Eyes on Turkey-EU summit on migrant crisis

Eyes on Turkey-EU summit on migrant crisis

Eyes on Turkey-EU summit on migrant crisis

AP photo

The world’s eyes are on a two-day European Union summit on March 17-18, during which the details of a draft Turkey-EU deal, which aims at curbing the bloc’s worst migrant crisis since World War II, will be debated ahead of a possible deal.

Turkey and the European Union reached a draft agreement on March 7 in another EU summit, during which the sides provisionally agreed to decrease the migrant influx into the EU in exchange for visa liberalization for Turkish citizens and a boost in Turkey’s accession talks to the bloc.

According to the deal, Turkey would take back all of the migrants crossing to the EU from Turkey, whereas for each migrant Turkey takes, the EU would take one Syrian refugee from Turkey.

Speaking before the summit, Greek Cypriot President Nicos Anastasiades said that a compromise was possible on an EU-Turkey deal, days after threatening to block the accord over his country’s tense relations with Turkey.

“There are obstacles, but I do hope that during the deliberations that will follow at the European Council, there is going to be a compromise,” Anastasiades said on March 17.

Anastasiades said Greek Cyprus would “not be the obstacle” and blamed Turkey for failing to recognize his government.

But he added: “I do believe there might be some other alternatives which are giving us the way out.” 

Asked what they were, he replied: “You will have to wait until tomorrow,” when the EU leaders are set to meet Turkish Prime Minister Ahmet Davutoğlu in Brussels.

Davutoğlu is due to join EU leaders for a breakfast on March 18, at which Tusk hopes to finalize the deal.
At talks with EU Council President Donald Tusk in Nicosia on March 15, Anastasiades said he would not accept Turkey’s demands unless it met its obligations.

On March 17, Tusk, the chairman of the EU summit, said he was “more cautious than optimistic” about the chances of reaching a deal with Turkey. 

“I am cautiously optimistic but frankly, more cautious than optimistic,” Tusk told reporters before the leaders sat down for talks in Brussels. “The agreement must be acceptable to all 28 member states, no matter big or small,” he told a news conference in a clear reference to Greek Cyprus’ objections. 

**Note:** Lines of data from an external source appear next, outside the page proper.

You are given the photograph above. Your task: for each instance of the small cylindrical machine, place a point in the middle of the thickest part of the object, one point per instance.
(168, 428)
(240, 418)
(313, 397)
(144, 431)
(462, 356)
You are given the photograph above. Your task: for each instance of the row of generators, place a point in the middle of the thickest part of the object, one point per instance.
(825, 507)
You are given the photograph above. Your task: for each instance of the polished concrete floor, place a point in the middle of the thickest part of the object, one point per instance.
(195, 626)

European Commission President Jean-Claude Juncker, who runs the EU executive, sounded a more optimistic tone, by saying he was “pretty confident” of a deal.

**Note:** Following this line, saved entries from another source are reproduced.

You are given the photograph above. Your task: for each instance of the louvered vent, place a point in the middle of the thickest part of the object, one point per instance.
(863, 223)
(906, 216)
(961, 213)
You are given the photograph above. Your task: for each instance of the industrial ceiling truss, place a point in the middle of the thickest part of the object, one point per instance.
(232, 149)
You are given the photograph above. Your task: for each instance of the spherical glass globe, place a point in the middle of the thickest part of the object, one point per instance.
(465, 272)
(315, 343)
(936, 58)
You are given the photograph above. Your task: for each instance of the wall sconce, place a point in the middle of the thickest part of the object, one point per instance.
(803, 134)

German Chancellor Angela Merkel said she was “optimistic” but cautious on reaching a crucial deal.
“There are still complicated talks ahead but the fundamental direction is clear. I share the view of the European Council president [Tusk] who spoke of cautious optimism, stressing the word cautious,” Merkel said.

As the leaders were coming in for the summit in Brussels, Dutch Prime Minister Mark Rutte said that the agreement was “not a done deal,” adding that there was “no alternative” for ending the crisis.  

“We have to do a lot today with the 28 [member states] and tomorrow with Turkey,” Rutte said. 

“What we want to achieve is for the crossings to stop. By being able to return people we expect them to stop within three to four weeks. After the Western Balkans were closed, which was important, the flow of people via Turkey to Greece will also stop and that is very important,” he added.  

“We will have to make sure that everything is well-founded in legal terms. I notice from more and more colleagues that they have the impression that we have it all in order.”

Luxembourg Prime Minister Xavier Bettel said on March 17 that he had received some guarantees concerning the legality of a potential EU-Turkey migration deal, but was still not convinced. 

“For me the justice argument is very important. We cannot do something and in the next weeks get told that it is illegal,” Bettel told reporters. “I’ve got some guarantees but I’m still not convinced.”

Meanwhile, Council of Europe Secretary General Thorbjorn Jagland welcomed the principles set out by the European Commission to further develop cooperation between the EU and Turkey.

“It is extremely important that every application for asylum should be treated individually and there should be no question of ‘blanket’ returns or refoulement, in line with the case law of the European Court of Human Rights,” read a statement issued on March 17 by his office. 

Jagland said he welcomed the fact that the issue was clarified by European Commission First Vice-President Timmermans on March 16.

“I hope that these principles will prevail during the negotiations starting in Brussels today [March 17],” said the secretary-general.